Yes. Vermont’s hospitals are laser-focused on the triple aim of healthcare: improving quality of care, reducing the cost of care, and optimizing the patient experience. Over the past seven years, hospitals have used an emphasis on efficiency and prevention to flatten the rate of growth in costs, resulting in a savings of $566 million in Fiscal Year 2017 alone compared to where the trend in Fiscal Year 2010 would have taken Vermont. In a state the size of Vermont, that is a remarkable and meaningful positive change!
As the chair of the Board of the Vermont Association of Hospitals and Health Systems (VAHHS), I recently had the opportunity to present to the Green Mountain Care Board on this work. I also met with the honorable Governor Phil Scott, Agency of Human Services Secretary Al Gobeille, and Director of Healthcare Reform Mary Kate Mohlman to discuss the efforts of Vermont’s hospitals to help improve the overall health and well-being of our State and its residents. I was grateful for Janet McCarthy, CEO of Franklin County Home Health Agency and NMC Board member joining me to emphasize the importance of community partnership and the complexity of total health.
The triple aim is an important consideration in discussions about reducing healthcare costs, as we are committed to continuing to provide appropriate access to care and continuously improving the quality of care. It was my pleasure to show the Green Mountain Care Board, the Governor, and the AHS Secretary data from national Agency for HealthCare Research and Quality (AHRQ) which ranks Vermont in the top ten of US states in the overall rating of “All Healthcare Measures.” As determined as we are to reduce avoidable expenses, we are even more passionate about providing exceptional care for every patient, in every encounter. Always. That’s the NMC commitment to you and it will not waiver.
As part of my presentation with Jeff Tieman, the CEO of VAHHS, we highlighted a case study at NMC on reducing avoidable visits to the NMC Emergency Department (ED). They have a remarkable team and do incredible work, yet it is an expensive setting for care which does not require their full emergent and life-saving resources. We have been working with our community to ensure the right care happens in the right place, so everyone gets the care they need and it comes at the right cost. Recruiting additional primary care providers has helped this, as has the establishment of Northwestern Urgent Care and the embedding of care management within the ED. Jeff and I highlighted the recent partnership effort between NMC and Northwestern Counseling & Support Services (NCSS) to help 48 patients with high ED utilization access the care they need in a more appropriate (and less costly) setting.

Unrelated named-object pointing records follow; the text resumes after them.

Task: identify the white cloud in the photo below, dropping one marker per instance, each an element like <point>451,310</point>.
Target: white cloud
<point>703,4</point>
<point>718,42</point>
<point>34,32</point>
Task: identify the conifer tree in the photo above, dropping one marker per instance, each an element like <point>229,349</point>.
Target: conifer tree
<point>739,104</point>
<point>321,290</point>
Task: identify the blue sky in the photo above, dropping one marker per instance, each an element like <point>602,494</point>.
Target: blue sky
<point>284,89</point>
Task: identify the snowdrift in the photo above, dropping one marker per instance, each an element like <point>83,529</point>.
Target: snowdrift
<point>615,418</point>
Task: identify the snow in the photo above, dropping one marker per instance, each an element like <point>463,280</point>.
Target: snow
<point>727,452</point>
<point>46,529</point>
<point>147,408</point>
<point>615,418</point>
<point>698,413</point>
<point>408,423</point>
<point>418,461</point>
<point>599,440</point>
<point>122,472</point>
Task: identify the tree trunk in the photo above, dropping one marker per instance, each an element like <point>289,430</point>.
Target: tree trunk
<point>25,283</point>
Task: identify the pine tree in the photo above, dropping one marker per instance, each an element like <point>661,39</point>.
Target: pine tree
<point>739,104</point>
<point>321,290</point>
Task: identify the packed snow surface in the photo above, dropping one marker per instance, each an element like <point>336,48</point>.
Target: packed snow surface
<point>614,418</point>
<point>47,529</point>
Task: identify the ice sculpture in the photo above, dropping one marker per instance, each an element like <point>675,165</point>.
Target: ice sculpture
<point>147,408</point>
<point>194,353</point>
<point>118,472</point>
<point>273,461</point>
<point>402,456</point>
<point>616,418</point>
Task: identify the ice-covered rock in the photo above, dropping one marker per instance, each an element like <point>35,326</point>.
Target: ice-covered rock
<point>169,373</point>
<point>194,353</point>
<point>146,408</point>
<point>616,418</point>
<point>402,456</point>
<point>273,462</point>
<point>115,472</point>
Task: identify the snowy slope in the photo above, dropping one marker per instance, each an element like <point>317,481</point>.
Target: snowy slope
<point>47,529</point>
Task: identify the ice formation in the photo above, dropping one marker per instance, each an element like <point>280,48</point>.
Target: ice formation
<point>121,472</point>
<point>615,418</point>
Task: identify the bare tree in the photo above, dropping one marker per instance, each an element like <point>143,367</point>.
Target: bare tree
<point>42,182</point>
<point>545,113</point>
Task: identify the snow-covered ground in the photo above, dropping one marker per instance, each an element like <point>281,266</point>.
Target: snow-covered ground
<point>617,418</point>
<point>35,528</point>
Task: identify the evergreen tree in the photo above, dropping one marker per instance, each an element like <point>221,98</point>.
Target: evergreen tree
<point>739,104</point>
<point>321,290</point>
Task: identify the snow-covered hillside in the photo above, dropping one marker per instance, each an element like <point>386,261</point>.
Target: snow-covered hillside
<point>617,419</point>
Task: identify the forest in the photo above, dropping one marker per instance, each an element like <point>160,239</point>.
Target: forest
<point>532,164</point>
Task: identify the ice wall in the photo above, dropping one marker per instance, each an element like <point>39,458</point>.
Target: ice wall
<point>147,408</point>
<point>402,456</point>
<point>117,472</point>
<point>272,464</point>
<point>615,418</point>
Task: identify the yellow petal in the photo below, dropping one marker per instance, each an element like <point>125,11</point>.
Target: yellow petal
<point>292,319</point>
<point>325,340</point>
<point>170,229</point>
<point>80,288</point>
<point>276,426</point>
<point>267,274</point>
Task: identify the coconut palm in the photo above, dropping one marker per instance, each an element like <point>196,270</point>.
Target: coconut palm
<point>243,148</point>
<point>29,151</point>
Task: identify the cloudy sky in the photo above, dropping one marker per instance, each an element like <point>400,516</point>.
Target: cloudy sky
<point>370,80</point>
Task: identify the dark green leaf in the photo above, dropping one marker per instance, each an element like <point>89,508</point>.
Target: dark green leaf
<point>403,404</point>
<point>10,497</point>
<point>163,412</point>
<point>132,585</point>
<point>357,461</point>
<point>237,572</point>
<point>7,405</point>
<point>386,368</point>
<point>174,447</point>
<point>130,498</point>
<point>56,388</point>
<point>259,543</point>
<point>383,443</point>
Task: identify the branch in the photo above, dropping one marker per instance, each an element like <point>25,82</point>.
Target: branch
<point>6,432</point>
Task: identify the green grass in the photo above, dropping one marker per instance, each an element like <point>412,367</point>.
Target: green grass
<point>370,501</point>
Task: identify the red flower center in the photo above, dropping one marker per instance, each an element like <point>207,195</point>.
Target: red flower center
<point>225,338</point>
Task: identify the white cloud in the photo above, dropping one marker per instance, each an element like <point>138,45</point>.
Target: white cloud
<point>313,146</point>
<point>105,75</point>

This resulted in a 37% reduction in ED visits for that group – without diminishing care or quality. That’s a meaningful savings!
This kind of effort is a long-standing hallmark of the work done in Vermont’s hospitals. The Kaiser Family Foundation analysis of “Medicare Spending by Enrollee, by State” in New England between 2005 and 2014 showed that Vermont consistently ranks as either the best or in per enrollee Medicare costs – and is consistently significantly below those same costs for Rhode Island, Connecticut, and our neighbors in Massachusetts. This is not by accident: it is the result of a consistent focus on the triple aim shared by Vermont’s hospitals.
It is crucial that regulators and state leaders understand these efforts, these savings, and their context. The State is asking hospitals to fund healthcare reform, to lead the cost-saving efforts, and to pay a 6% provider tax on top of it. And yet, for the coming year, the Green Mountain Care Board is considering once again mandating that Vermont’s hospitals’ revenues not keep pace with overall medical inflation, despite our progress on bending the cost curve for Vermonters. As a result of inflation outpacing revenues, eight of Vermont’s fourteen hospitals (including NMC) lost money from overall operations in Fiscal Year 2017. In addition, legislators are still considering reducing our disproportionate share payments. Hospitals are leading the change we all want to see in healthcare: reduced costs. It cannot be done overnight. What is being proposed is not sustainable and it will reduce hospital services. This worries me.
Vermont’s regulators and state leaders must partner with Vermont’s hospitals to continue forward on system reform and investments in prevention – such as the RiseVT movement to embrace healthy lifestyles that is scaling-up statewide – and this must be done in a sustainable manner so access can be maintained and quality is never compromised. I have called upon our regulators and our leaders to join us in that effort as they work through the hospital budget regulatory process and as the administration and legislature work through the budget process. Now is the time for partnership, improvement, prevention, and sustainability. I am staying true to partnering for what is the best and right care for this community. I will not sacrifice quality and access to services.